Elle n’arrive pas à croire qu’Arlis puisse l’aimer :

  Kay : D’accord je suis chiante. J’ai reçu le message. Mais d’habitude, j’essaie d’être gentille. Si tu me rencontrais dans de meilleures circonstances, tu m’aimerais bien. La plupart des gens m’aiment bien, je t’assure. Remarque, peut-être qu’y mentent aussi.
  Arlis : Mais qu’est-ce qui t’arrive. J’ai rien dit. Moi aussi, je t’aime bien. C’est vrai que ma vie est un peu… agitée depuis que je t’ai rencontrée. Je suis un gars qui roule d’une ville à l’autre, tu saisis ? Je croise les mêmes visages, j’entends les mêmes choses, je roupille dans les mêmes piaules, j’ingurgite la même bouffe, et c’est la routine toutes les semaines, et surtout ça me plaît. J’aime pas entrer dans des maisons habitées par des gens que je n’ai jamais vus, j’ai horreur des flingues, des coups de feu, des coups de poing, j’aime pas songer qu’il y a un mari jaloux qui peut surgir dans mon dos, j’ai horreur des surprises. Point final.
  Kay : C’est vrai que tu m’aimes bien ?

On aura remarqué au passage le doute : "Peut-être qu’y mentent aussi.", "C’est vrai que…"

Tout cela rend Kay extrêmement passive sur le plan relationnel. Elle suit Arlis quand il lui demande la suivre, reste au motel quand il lui dit de le faire, mais ne prend quasiment aucune initiative. Même quand elle aide quelqu’un, comme lorsqu’elle donne des vêtements à Ginnie, Kay n’attend pas grand-chose en retour :

  Kay : Ginnie, avec un "J" ou "G" ?
  Ginnie : Tu penses m’écrire bientôt ?
  Kay : OK ! Garde ton petit mystère.

Une autre conséquence de ce doute envers soi et les autres est une certaine capacité à l’humour et à l’autodérision :

  Arlis : T’encaisses assez bien.
  Kay : Entraînement professionnel.

Identification avancée : Kay est une 6 α de sous-type conservation ("Cordialité") à aile 7.

Roy Sweeney (James Caan) & Ginnie (Gwynth Paltrow) : 8

Vous voulez un vrai méchant ? En voilà deux pour le prix d’un. Roy et Ginnie cumulent toutes les caractéristiques des 8 très désintégrés.

Dans la scène initiale, Roy tue sans raison la famille Davies et jusqu’au bout, il va utiliser son crime comme moyen de culpabiliser Arlis ("T’as toujours été un bon petit gars.

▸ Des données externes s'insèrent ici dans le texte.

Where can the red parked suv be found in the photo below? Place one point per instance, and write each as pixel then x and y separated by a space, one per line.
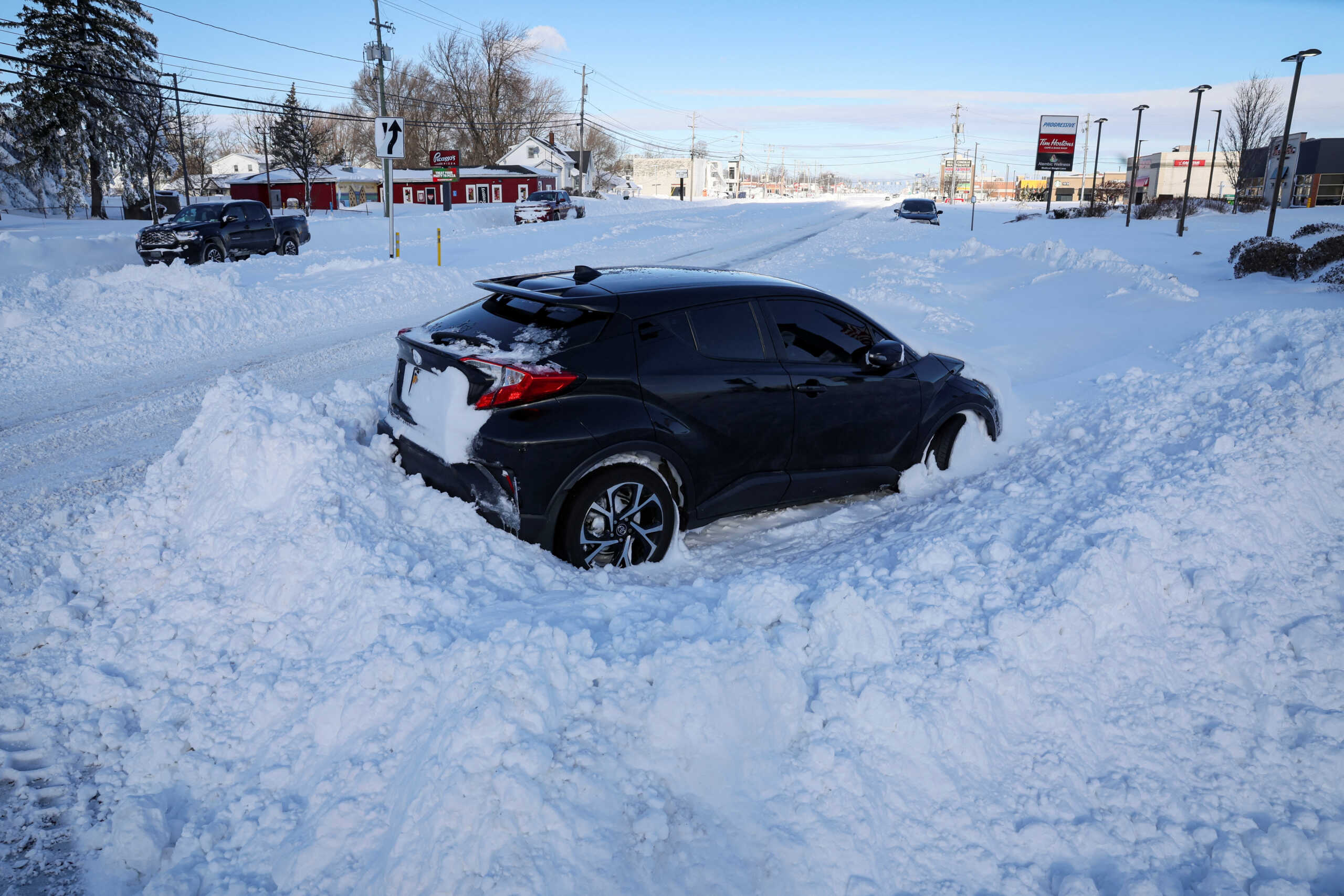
pixel 548 205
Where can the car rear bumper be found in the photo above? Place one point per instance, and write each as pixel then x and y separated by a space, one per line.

T’as toujours fait ce qu’on te disait. Enfin, dans la majorité des cas."). Pour mieux le tenir, il lui rappelle en permanence leur parenté : "T’es comme moi. Tu es la chair de ma chair. C’est le même sang qui coule dans mes veines et dans les tiennes.", "Nous sommes tellement semblables.", "On est lié par le sang."

Roy exprime son pouvoir sur Arlis en l’appelant "Junior". Il l’humilie régulièrement : "T’es mort ! Tu viens te jeter directement dans la gueule du loup, junior.", "Tout mioche, il avait horreur des petites bêtes. Même les sauterelles le faisaient pleurer.", "Tu es stupide. T’as toujours été stupide. T’étais déjà stupide quand t’avais cette taille-là et maintenant t’es encore plus stupide qu’avant." Ginnie n’est pas en reste : "J’ai compris. T’aurais pas l’estomac de sortir ton feu si on te flinguait."

Roy est fier de sa férocité : "Il a joué à me menacer. Alors moi, ça m’a énervé. Ça me perturbe, mais tu sais ce que je fais aux marioles dans son genre."

Bien évidemment, Roy n’a pas de faiblesse : "J’ai du plomb dans l’aile, mais je vole encore. […] Si j’avais un accident le samedi soir, je serais d’attaque pour lui mettre une baffe le dimanche." Et Ginnie fait écho : "J’ai jamais rien attrapé de ma vie."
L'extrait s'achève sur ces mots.